Sehebat apapun karir akademik seseorang, pasti
dia diciptakan oleh Allah SWT dari
air mani yang hina dina. Maka dari itu, untuk apa dia bersikap sombong? Bahkan
seandainya dia mampu meraih gelar "Prof. Dr. KH." sekaligus, dia
sama sekali tidak pantas bersikap sombong.
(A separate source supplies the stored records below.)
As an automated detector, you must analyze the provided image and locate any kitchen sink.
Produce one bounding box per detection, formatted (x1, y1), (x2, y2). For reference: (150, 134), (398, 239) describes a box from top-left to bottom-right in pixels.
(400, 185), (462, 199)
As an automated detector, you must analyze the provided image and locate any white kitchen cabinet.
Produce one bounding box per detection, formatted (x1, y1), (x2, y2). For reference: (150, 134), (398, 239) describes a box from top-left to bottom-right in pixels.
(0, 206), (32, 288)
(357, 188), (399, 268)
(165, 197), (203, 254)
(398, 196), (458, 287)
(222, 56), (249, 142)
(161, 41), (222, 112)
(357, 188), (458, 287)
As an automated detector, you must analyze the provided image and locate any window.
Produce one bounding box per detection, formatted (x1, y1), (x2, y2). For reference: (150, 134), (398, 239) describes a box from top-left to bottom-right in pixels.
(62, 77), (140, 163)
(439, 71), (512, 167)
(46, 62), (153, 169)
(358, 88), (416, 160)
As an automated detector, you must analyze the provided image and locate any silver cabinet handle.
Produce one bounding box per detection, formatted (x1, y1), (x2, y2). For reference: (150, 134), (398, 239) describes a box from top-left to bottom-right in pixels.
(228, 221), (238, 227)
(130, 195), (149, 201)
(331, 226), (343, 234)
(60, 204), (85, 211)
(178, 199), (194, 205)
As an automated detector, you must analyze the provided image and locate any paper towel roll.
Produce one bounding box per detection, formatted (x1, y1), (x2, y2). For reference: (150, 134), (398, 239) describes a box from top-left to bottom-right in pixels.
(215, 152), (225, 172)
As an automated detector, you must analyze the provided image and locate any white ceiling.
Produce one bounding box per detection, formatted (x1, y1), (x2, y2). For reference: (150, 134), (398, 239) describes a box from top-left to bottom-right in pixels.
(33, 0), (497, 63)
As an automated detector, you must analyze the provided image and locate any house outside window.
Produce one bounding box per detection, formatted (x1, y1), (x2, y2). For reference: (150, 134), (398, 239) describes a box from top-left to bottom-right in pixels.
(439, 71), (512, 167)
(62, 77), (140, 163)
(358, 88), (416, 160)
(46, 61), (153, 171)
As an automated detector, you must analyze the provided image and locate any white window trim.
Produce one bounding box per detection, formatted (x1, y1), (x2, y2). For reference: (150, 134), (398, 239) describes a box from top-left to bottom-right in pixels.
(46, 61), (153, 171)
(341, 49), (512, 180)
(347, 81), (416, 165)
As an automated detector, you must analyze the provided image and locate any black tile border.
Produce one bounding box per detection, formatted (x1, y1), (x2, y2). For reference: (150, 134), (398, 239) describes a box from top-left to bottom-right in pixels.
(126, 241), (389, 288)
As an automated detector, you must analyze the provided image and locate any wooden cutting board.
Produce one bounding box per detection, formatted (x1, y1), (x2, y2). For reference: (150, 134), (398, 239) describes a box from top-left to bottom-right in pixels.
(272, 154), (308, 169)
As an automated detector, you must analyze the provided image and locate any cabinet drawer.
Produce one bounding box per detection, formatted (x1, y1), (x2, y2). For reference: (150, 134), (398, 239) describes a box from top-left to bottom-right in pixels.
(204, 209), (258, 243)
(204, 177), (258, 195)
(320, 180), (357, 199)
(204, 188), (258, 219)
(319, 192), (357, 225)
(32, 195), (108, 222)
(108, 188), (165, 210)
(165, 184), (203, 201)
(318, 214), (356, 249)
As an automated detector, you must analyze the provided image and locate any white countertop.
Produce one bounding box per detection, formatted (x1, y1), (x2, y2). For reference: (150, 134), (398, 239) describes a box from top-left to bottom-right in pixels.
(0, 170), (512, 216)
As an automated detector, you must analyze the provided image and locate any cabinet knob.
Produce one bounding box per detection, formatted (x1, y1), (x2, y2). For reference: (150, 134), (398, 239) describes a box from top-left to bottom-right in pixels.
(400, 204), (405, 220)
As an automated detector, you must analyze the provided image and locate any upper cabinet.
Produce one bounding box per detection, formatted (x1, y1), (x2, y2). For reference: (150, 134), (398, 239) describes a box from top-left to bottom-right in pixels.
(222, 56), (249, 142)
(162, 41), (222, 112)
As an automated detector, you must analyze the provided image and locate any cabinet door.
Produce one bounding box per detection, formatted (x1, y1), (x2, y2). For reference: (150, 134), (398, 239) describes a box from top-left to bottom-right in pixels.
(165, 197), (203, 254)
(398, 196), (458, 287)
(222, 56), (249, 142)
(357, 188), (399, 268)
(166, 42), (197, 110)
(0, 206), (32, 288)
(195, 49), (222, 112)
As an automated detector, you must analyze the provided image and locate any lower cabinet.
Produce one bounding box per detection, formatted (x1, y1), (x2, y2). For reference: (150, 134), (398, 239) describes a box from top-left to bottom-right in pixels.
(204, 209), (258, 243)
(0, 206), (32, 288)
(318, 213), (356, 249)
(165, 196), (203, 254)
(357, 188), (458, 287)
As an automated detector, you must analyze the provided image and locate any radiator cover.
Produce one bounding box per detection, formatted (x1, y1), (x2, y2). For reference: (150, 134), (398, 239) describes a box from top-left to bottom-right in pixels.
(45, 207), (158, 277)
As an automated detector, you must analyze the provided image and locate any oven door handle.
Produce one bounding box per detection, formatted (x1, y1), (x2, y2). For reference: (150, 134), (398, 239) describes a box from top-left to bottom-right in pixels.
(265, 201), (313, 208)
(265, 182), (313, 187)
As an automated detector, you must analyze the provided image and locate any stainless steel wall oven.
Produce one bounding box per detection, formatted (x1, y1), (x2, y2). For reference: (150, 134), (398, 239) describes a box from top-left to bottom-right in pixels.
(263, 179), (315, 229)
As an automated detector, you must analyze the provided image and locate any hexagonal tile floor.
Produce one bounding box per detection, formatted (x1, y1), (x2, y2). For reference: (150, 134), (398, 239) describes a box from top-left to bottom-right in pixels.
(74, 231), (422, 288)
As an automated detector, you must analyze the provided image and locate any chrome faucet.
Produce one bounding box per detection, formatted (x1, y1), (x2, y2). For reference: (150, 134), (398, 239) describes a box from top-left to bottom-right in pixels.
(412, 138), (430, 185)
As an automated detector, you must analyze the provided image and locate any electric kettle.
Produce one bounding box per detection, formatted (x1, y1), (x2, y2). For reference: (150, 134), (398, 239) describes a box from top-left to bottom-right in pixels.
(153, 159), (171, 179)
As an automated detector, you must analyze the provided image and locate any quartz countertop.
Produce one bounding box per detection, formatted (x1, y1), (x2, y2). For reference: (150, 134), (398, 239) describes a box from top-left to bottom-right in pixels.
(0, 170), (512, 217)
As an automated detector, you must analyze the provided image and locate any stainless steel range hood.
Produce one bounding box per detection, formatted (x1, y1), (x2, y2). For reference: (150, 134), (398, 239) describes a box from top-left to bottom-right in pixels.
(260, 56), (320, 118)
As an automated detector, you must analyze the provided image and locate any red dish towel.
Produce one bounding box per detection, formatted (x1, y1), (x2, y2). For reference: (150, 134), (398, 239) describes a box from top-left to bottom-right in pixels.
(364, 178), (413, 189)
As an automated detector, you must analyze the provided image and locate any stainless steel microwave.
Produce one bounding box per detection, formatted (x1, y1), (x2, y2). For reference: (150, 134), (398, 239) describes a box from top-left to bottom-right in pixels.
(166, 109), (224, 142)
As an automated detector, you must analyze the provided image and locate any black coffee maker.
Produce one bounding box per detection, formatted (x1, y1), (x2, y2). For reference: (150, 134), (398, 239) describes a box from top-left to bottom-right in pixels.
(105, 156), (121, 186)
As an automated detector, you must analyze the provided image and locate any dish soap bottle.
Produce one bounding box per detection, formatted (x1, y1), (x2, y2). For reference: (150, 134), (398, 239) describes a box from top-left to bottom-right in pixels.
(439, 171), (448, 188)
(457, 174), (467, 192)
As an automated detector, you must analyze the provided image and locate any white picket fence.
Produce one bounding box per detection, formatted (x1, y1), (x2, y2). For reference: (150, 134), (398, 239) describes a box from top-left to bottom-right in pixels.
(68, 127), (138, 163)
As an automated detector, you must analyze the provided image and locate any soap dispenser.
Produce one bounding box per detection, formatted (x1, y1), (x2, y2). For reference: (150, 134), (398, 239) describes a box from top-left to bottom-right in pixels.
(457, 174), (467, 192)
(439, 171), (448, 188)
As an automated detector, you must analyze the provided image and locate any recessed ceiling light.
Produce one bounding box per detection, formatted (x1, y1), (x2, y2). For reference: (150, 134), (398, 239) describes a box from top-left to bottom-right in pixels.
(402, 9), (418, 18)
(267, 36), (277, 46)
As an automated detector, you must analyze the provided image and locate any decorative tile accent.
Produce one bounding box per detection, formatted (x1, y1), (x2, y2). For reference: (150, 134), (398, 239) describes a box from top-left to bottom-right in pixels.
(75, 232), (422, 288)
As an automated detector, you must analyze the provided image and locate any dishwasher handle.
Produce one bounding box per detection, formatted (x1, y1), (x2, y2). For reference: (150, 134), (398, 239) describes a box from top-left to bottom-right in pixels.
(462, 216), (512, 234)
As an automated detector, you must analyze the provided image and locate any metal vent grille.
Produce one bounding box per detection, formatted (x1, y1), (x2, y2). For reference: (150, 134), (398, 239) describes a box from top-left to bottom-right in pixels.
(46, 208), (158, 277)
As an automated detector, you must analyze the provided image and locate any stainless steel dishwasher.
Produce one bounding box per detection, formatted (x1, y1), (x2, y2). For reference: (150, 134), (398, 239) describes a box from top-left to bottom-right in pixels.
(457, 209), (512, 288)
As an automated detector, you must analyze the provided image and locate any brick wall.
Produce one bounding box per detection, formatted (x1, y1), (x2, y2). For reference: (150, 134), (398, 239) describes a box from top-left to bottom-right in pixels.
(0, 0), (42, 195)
Buktinya, jika kita tanyakan kepada
dia apa makna ayat-ayat mutasyabbihat semacam "ألم", pasti dia tidak mampu
menjawab!.
Langkah
Kedua:
Rajin Menulis (analisis Ayat 4)
Setiap orang yang ingin memperoleh ilmu
Allah SWT, dia perlu memanfaatkan media-media yang relevan, dalam hal ini disebut
"al-qalam". Pemahaman kontemporer tentang al-qalam ini
meliputi segala media yang berfungsi dalam proses transfer ilmu, seperti buku, media cetak, internet, smartphone, dan lain-lain.
Bagi seorang pelajar, dia dapat
memanfaatkan al-qalam dalam pengertian pasif (misalnya: membaca buku,
mendengarkan ceramah); dan dia juga dapat memakainya dalam pengertian
aktif (misalnya: menulis artikel, makalah). Apabila seseorang mampu
mengefektifkan kedua fungsi pasif dan aktif dari al-qalam ini, Insya
Allah dia akan berhasil baik dalam ketrampilan lisan maupun tulisan.
Kandungan ayat 4 di atas benar-benar
telah dibuktikan dalam sejarah umat muslim, yaitu pada saat para ilmuwan muslim
masa silam yang terkenal sebagai tokoh-tokoh ensiklopedis yang bertugas sebagai
da'i-da'i, guru-guru, namun mampu menghasilkan karya-karya tulis yang luar
biasa banyaknya. Kapasitas keilmuan sekaligus produktivitas ilmiah seperti
inilah yang seharusnya ditiru oleh generasi muslim masa kini!.
Langkah
Ketiga:
Bersikap Kreatif-Inovatif (analisis Ayat 5)
Keberhasilan yang sering kali diharapkan
adalah keberhasilan mencapai suatu inovasi atau kreasi yang sebelumnya belum
pernah terbayangkan. Ini adalah kesan yang diperoleh dari pemahaman terhadap
Surat al-'Alaq [96]: 5.
Pemahaman-pemahaman otentik Al-Ghazali dalam Ihya'
Ulumiddin dapat dijadikan sebagai salah satu contoh; demikian juga dengan
penemuan-penemuan para sarjana muslim dalam bidang Matematika, Kimia, Fisika, Kedokteran, dan sebagainya. Jadi, ayat 5 di atas
menuntut seseorang untuk memiliki sikap kreatif dan inovatif.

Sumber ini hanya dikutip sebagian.